Bunların dışında pek çok projenin benzer ortaklıklarla yürütüldüğü bilinmektedir. Yukarıdaki projelere bakıldığında çok uluslu şirketlerin Türkiye’nin jeolojisi, maden yatakları, türleri ve cevherleşmelerine vakıf oldukları görülebilmektedir. 30 yılı aşkın süredir Türkiye’de bulunan bu şirketler madencilik sektörüne devlet desteği, sağlanan teşvikler, bürokrat, siyasetçi kadroları ve işbirlikçileri ile girmiştir. Bu durum, neoliberal ekonominin bir gereği gibi gösterilmektedir. Şirketler ürettikleri altın madenini, serbest piyasa mekanizması gereği istedikleri şekilde tasarruf edebilmektedir. Bu altınlar, genellikle yurt dışında kendi ülkelerinde değerlendirilmekte ve borsalarında işlem görmektedir. Ülkemize ekonomik olarak ciddi bir katkısı olmadığı gibi pek çok olumsuzluğu ( çevre kirliliği, doğanın bozulması, kaynak kaybı vb.) beraberinde getirmektedir. Son yıllarda Merkez Bankası, bu şirketlerden piyasa değeri üzerinden altın satın almakta ve stok etmektedir.

SONSÖZ

İnsan yaşamını sürdürebilmek için yer kabuğundan yararlanmak zorundadır. İnsan, yer kabuğu üzerinde tarım yaparak beslenmesini sağlar, yer kabuğu içerisindeki mineralleri çıkararak yaşamsal bir çok ürün elde eder ve alet, araç-gereç yapar. En yaşamsal olan ilaç ve tıbbi cihazlardan tutun, barınmak, örtünmek, ısınmak, bir yere ulaşmak ve daha birçok olanaklara sahip olmak için yer kabuğundaki mineralleri kullanma dışında başka bir seçeneği yoktur. Yer kabuğundaki mineralleri çıkarmak ve sanayinin kullanımına sunma işinin adı madenciliktir ve madencilik insan yaşamı için olmazsa olmaz koşuldur.

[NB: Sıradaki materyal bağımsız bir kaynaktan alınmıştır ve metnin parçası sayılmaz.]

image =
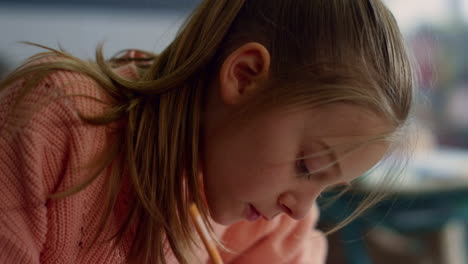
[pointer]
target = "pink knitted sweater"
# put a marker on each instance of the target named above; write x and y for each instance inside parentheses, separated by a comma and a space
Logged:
(43, 149)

Tüm bu veriler ışığında; altın üretimi hakkında bazı soruları sormak ve yanıt beklemek bu ülkede yaşayan herkesin hakkıdır;

-Bu durum altın madenciliği için söz konusu mudur ?

-Altının insanlığın gelişimi ve toplumun refahına katkısı nedir ?

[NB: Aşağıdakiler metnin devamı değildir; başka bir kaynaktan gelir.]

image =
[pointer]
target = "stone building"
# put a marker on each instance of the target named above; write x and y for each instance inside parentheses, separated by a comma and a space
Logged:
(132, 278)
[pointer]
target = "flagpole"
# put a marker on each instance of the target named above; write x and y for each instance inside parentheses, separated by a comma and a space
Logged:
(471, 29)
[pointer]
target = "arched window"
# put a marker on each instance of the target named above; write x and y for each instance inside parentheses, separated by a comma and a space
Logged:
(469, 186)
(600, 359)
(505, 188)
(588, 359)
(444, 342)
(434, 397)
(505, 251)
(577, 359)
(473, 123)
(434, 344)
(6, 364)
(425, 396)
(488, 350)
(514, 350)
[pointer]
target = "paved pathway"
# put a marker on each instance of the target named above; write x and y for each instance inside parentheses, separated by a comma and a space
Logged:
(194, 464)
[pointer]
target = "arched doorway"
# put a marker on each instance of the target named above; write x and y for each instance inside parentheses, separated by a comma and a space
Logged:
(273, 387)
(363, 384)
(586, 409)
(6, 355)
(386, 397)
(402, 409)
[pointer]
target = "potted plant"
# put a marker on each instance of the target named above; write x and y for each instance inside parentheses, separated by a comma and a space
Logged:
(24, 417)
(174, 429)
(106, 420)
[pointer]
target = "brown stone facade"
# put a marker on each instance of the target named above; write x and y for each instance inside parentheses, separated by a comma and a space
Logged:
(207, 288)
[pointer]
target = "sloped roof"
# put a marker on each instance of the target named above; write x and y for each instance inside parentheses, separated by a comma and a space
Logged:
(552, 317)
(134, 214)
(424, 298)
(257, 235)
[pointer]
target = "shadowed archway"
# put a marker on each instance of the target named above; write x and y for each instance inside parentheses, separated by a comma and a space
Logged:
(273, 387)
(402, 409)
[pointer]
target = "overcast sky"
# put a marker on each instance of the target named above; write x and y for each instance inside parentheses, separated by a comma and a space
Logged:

-Proseste siyanür kullanılıyor olması,

-Diğer madenlere göre çok daha büyük devasa çukurların kazılması,

-Bunun için çok daha fazla orman ve tarım arazisinin yok edilmesi,

-Kazılan kayacın siyanür bulaştırılarak bir başka alana yığılıyor olması,

-Oluşacak olan devasa çukurda asit-maden drenajının mümkün olamayacağı,

-Daha sonraları olabilecek deprem gibi doğa olayları sonunda çevresel bir felaket yaşanabileceği vb.,

teknik içerikli gibi görünen ancak tüm insanlığı etkileyen sorulara yanıt bulmak gerekmektedir.

ASIL SORU

Bütün bu olumsuzluklar ve riskler göze alınarak altın, neden ve kimler için üretiliyor?